Kılıç first joined the PKK in May 2015 through a relative residing in the countryside of eastern Muş province. After completing his militant and ideological training, he committed terrorist acts for the PKK in Iraq's Metina and Gara regions.
In 2018, he joined the so-called armed struggle, before he was injured in a Turkish airstrike in 2019. By 2020, he was operating in the PKK’s Rojava wing. He had been wanted for "being a member of an armed terrorist organization" by the Chief Public Prosecutor’s Office in Muş.
MIT has been quiet about its counterterrorism activities in the past but Türkiye’s top intelligence body is more open in publicizing its operations nowadays. This is largely due to the heightened success in the past two decades to find and eliminate terrorists, whether in Türkiye or abroad. Through the publicizing of operations, MIT also apparently hopes that the terrorist group would be daunted in its vicious campaign of violence for more than four decades that killed thousands.
Flanked by armed drones, MIT agents carried out 181 operations in 2023 and eliminated 201 terrorists. They also managed to destroy 45 energy facilities and parts of infrastructure the terrorist group built or operated, along with places used to store weapons and munitions by the PKK. Among the 38 terrorists eliminated by MIT were high-profile names.
The organization’s operations which eliminated terrorists who were behind attacks targeting Türkiye, as well as those who supplied weapons, recruits and cash to the terrorist group curbed PKK’s activities.

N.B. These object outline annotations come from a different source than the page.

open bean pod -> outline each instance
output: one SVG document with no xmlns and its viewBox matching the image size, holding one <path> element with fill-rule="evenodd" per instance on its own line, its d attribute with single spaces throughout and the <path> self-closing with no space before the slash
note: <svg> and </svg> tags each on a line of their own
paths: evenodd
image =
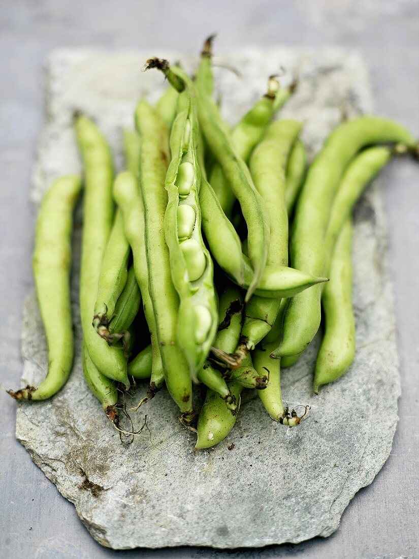
<svg viewBox="0 0 419 559">
<path fill-rule="evenodd" d="M 201 173 L 194 86 L 180 69 L 165 69 L 169 80 L 180 83 L 183 90 L 179 94 L 170 134 L 172 159 L 165 184 L 168 195 L 165 235 L 172 280 L 179 297 L 178 342 L 195 375 L 215 337 L 218 305 L 212 261 L 201 233 Z"/>
</svg>

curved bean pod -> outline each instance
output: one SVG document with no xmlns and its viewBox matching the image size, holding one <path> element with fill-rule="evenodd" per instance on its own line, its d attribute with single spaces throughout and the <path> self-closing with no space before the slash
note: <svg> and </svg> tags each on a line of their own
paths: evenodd
<svg viewBox="0 0 419 559">
<path fill-rule="evenodd" d="M 179 93 L 170 83 L 156 103 L 156 111 L 170 130 L 176 116 Z"/>
<path fill-rule="evenodd" d="M 107 417 L 117 426 L 119 424 L 119 416 L 116 407 L 118 403 L 116 385 L 110 378 L 98 371 L 84 343 L 83 344 L 83 370 L 89 388 L 102 404 Z"/>
<path fill-rule="evenodd" d="M 269 215 L 247 165 L 232 144 L 216 105 L 208 94 L 206 84 L 211 80 L 210 58 L 203 57 L 197 76 L 199 124 L 208 145 L 240 204 L 247 225 L 249 254 L 254 271 L 245 297 L 248 301 L 258 287 L 266 264 L 269 249 Z"/>
<path fill-rule="evenodd" d="M 92 324 L 98 334 L 112 343 L 108 326 L 128 277 L 130 244 L 123 231 L 122 214 L 117 210 L 98 280 Z"/>
<path fill-rule="evenodd" d="M 213 342 L 218 318 L 212 260 L 201 231 L 195 89 L 186 74 L 170 68 L 166 61 L 150 59 L 147 67 L 158 68 L 170 83 L 183 88 L 170 134 L 172 159 L 165 183 L 168 203 L 164 231 L 172 278 L 179 298 L 178 342 L 194 377 Z"/>
<path fill-rule="evenodd" d="M 236 401 L 240 401 L 242 387 L 232 381 L 228 388 Z M 212 390 L 208 390 L 198 418 L 198 439 L 195 450 L 210 448 L 221 442 L 234 427 L 237 414 L 227 409 L 221 397 Z"/>
<path fill-rule="evenodd" d="M 125 171 L 118 175 L 113 184 L 113 196 L 123 216 L 124 230 L 132 250 L 134 272 L 142 297 L 144 314 L 151 338 L 153 368 L 146 397 L 150 400 L 162 387 L 164 375 L 157 339 L 154 311 L 149 292 L 144 241 L 144 210 L 138 180 L 132 173 Z M 132 372 L 130 374 L 136 376 Z"/>
<path fill-rule="evenodd" d="M 231 141 L 245 162 L 248 161 L 252 150 L 260 141 L 275 112 L 280 108 L 290 94 L 289 88 L 280 89 L 279 82 L 275 77 L 271 76 L 268 80 L 267 92 L 233 128 L 230 134 Z M 217 163 L 211 169 L 210 183 L 223 211 L 226 215 L 231 216 L 236 197 Z"/>
<path fill-rule="evenodd" d="M 73 211 L 80 194 L 79 177 L 63 177 L 42 200 L 36 221 L 32 265 L 36 296 L 48 347 L 48 370 L 38 388 L 9 394 L 17 400 L 46 400 L 62 388 L 74 353 L 70 299 Z"/>
<path fill-rule="evenodd" d="M 140 151 L 141 139 L 135 130 L 123 130 L 123 153 L 125 164 L 128 171 L 136 177 L 140 172 Z"/>
<path fill-rule="evenodd" d="M 83 115 L 78 116 L 75 131 L 85 173 L 80 273 L 83 338 L 99 371 L 128 389 L 127 362 L 122 348 L 109 346 L 92 325 L 98 281 L 113 216 L 112 156 L 106 140 L 93 121 Z"/>
<path fill-rule="evenodd" d="M 239 342 L 241 329 L 243 301 L 240 291 L 227 287 L 220 297 L 218 330 L 211 348 L 216 356 L 220 352 L 230 353 L 234 350 Z M 230 389 L 221 373 L 214 368 L 209 361 L 206 361 L 198 372 L 198 378 L 208 389 L 216 392 L 226 402 L 232 413 L 237 413 L 237 404 L 230 392 Z"/>
<path fill-rule="evenodd" d="M 342 175 L 363 147 L 398 143 L 415 149 L 416 139 L 404 127 L 386 119 L 360 116 L 338 126 L 312 164 L 297 206 L 290 253 L 293 266 L 309 273 L 324 273 L 323 243 L 330 210 Z M 293 297 L 285 314 L 281 344 L 275 352 L 291 356 L 303 351 L 320 324 L 321 287 Z"/>
<path fill-rule="evenodd" d="M 291 215 L 303 186 L 307 165 L 307 152 L 302 141 L 297 138 L 291 149 L 287 164 L 285 203 Z"/>
<path fill-rule="evenodd" d="M 250 355 L 247 355 L 242 361 L 242 364 L 230 372 L 229 377 L 235 382 L 238 382 L 244 388 L 254 388 L 258 391 L 264 390 L 269 380 L 266 371 L 259 373 L 255 369 Z"/>
<path fill-rule="evenodd" d="M 135 122 L 141 136 L 140 187 L 144 207 L 149 292 L 166 385 L 180 410 L 181 421 L 188 424 L 195 415 L 192 380 L 188 362 L 177 340 L 179 298 L 172 280 L 164 236 L 168 196 L 164 185 L 169 163 L 168 132 L 153 107 L 144 100 L 137 105 Z"/>
<path fill-rule="evenodd" d="M 304 406 L 302 415 L 298 416 L 295 409 L 291 411 L 288 406 L 284 407 L 280 385 L 280 365 L 282 359 L 273 359 L 270 355 L 280 337 L 282 319 L 286 302 L 283 300 L 278 316 L 269 334 L 252 353 L 253 366 L 259 375 L 268 375 L 269 380 L 264 390 L 258 391 L 258 395 L 265 410 L 275 421 L 290 427 L 298 425 L 306 417 L 310 406 Z"/>
<path fill-rule="evenodd" d="M 301 124 L 278 120 L 268 128 L 250 160 L 250 172 L 256 188 L 268 209 L 270 222 L 267 265 L 287 266 L 288 260 L 288 217 L 285 202 L 285 168 Z M 253 349 L 270 329 L 280 300 L 253 296 L 246 305 L 242 329 L 244 345 Z"/>
<path fill-rule="evenodd" d="M 355 157 L 348 165 L 333 201 L 325 234 L 325 269 L 328 269 L 333 247 L 342 223 L 362 192 L 388 162 L 393 153 L 393 149 L 388 147 L 368 148 Z M 284 368 L 294 364 L 302 353 L 283 357 L 281 367 Z M 276 354 L 276 350 L 274 353 Z"/>
<path fill-rule="evenodd" d="M 330 281 L 322 294 L 325 328 L 316 362 L 313 389 L 316 394 L 321 385 L 342 376 L 355 357 L 351 249 L 352 223 L 349 219 L 336 239 L 330 263 Z"/>
<path fill-rule="evenodd" d="M 115 313 L 109 324 L 109 333 L 113 343 L 121 337 L 129 340 L 126 336 L 127 330 L 138 314 L 141 304 L 141 293 L 132 266 L 128 271 L 126 283 L 116 302 Z"/>
<path fill-rule="evenodd" d="M 346 169 L 333 200 L 325 234 L 325 269 L 328 270 L 333 247 L 346 218 L 364 190 L 394 153 L 391 148 L 384 146 L 368 148 L 357 155 Z"/>
<path fill-rule="evenodd" d="M 150 344 L 128 363 L 128 374 L 135 378 L 148 378 L 151 375 L 153 349 Z"/>
</svg>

Precision operations are often carried out abroad, in Iraq’s north or Syria, two regions swarming with hideouts of the PKK. In Syria’s northeast, the PKK openly operates under the name of YPG, which claimed control of several towns under the guise of the fight against Daesh. Though it is recognized as a terrorist group elsewhere, including in the United States, the PKK also enjoys support from the U.S. in Syria thanks to this disguise.
Security sources say MIT is instrumental in contributing to Türkiye’s counterterrorism strategy focusing on "eliminating threats at its source," namely, beyond Türkiye’s borders.
The PKK’s leaders are believed to be hiding in Iraq’s mountainous north and unconfirmed reports say some occasionally cross into Syria through porous parts of the border between the two Middle Eastern countries.
Unlike in Iraq, the terrorist group is more "urbanized" in Syria where they even set up their own "administrations" under the name of SDF. MIT’s operations in Syria’s north destroyed critical facilities of the YPG, including an oil refinery where the group reaps the benefits of oil extracted in the region.